Das Trost-Terrorkommando – 4. 7. 2020

Es tagt das Scharfgericht. Der arme Nennen-wir-ihn- Michi wurde von seiner Frau verlassen. Unter Zurücklassung zweier wild pubertierender Töchter. Große Empörung, vor allem unter den Frauen im Freundeskreis. In seiner Wehrlosigkeit wird er umsorgt, dass man am liebsten amnesty national mit einem Mann-in-Not-Ruf kontaktieren wollte. Hühnersuppe, So-eine-hat-einen-wie-dich-gar-nicht-verdient-Lamentos, auch viel Geschrei á la „Wie konnte sie nur, dieses herzlose Miststück!” Was für ein Furien-Faktor aber, auch dass eine Mutter ihre Fortpflänze einfach so angelehnt lässt!
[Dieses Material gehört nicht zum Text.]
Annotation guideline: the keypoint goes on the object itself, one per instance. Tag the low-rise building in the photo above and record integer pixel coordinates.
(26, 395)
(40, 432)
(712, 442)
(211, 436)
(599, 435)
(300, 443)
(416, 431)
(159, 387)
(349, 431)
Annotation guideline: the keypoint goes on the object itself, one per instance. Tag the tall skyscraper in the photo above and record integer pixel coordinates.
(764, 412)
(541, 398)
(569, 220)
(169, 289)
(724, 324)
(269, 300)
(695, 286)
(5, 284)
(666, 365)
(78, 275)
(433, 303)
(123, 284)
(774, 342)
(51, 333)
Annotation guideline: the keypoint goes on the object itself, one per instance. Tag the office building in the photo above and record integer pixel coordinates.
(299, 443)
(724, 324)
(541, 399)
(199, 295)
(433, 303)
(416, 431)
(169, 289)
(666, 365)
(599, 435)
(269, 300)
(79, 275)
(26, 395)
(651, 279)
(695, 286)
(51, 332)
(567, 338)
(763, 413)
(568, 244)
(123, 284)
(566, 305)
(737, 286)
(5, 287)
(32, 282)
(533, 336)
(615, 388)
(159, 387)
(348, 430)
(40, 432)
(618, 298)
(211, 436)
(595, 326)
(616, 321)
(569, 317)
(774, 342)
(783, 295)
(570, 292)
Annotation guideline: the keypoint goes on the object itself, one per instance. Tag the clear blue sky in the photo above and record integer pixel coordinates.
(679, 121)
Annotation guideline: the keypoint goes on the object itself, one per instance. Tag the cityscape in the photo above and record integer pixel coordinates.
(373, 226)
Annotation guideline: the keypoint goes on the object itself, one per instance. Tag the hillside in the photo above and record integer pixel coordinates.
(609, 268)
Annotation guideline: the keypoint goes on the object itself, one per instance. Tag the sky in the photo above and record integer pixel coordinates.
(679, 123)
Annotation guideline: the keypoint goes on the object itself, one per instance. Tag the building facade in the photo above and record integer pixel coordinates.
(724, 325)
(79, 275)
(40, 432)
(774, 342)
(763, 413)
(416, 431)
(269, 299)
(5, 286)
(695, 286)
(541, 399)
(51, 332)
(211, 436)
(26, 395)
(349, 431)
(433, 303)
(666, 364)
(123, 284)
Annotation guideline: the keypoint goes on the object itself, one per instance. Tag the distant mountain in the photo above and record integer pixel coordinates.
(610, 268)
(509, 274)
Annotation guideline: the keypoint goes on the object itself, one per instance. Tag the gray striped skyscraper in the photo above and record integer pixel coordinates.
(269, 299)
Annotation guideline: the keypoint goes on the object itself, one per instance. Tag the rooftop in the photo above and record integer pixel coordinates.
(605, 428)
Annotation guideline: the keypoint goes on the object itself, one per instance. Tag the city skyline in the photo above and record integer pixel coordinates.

Bei Männern ist man ja ähnliche Plots gewohnt, das regt niemand aus mangelnder Exotik mehr auf. Zusätzlich bewies sich auch hier wieder einmal, dass gemäß der Wilhelm-Busch-Weisheit doch nichts schöner, aber auch verbindender in Cliquen sein kann als das Beichten anderer Leute Sünden. Perfid-genießerisch wurden im Getuschel über die Causa prima nach der ersten Schockstarre die Frage „Hat sie jemanden?” wie teurer Rotwein im Glas geschwenkt. Knapp gefolgt von der felsensicheren Aussage: „Sie hat doch sicher jemanden.”  Und wenn schon, dachte ich mir. Meistens haben ja solche Parallel-Affären (hier spricht die eigene Erfahrung) wenig andere Funktionen, als damit den Schlüssel zum Notausgang aus unglücklichen oder freudlosen Beziehungen in der Hand zu halten. Ich wurde schon mehrfach verlassen in meiner Liebesbiogafie und behalten Sie jetzt bitte Ihren „Wen wundert’s”-Blick bei sich. Es war oft teuflisch schmerzhaft, aber alles besser als einen Typen an seiner Seite zu haben, der eigentlich ganz woanders sein möchte. Aber möglicherweise noch nicht die Energie mobilisieren konnte, die Comfort-Zone zu verlassen. Das ist die doch wahre Ödnis, als lebender Kompromiss zwischen Vernunft und Leidenschaftslosigkeit dahin zu rotten. B, eine aus dem Trost-Terrorkommando, findet, dass das grausamer Pragmatismus ist. Weil ich’s mir wert bin.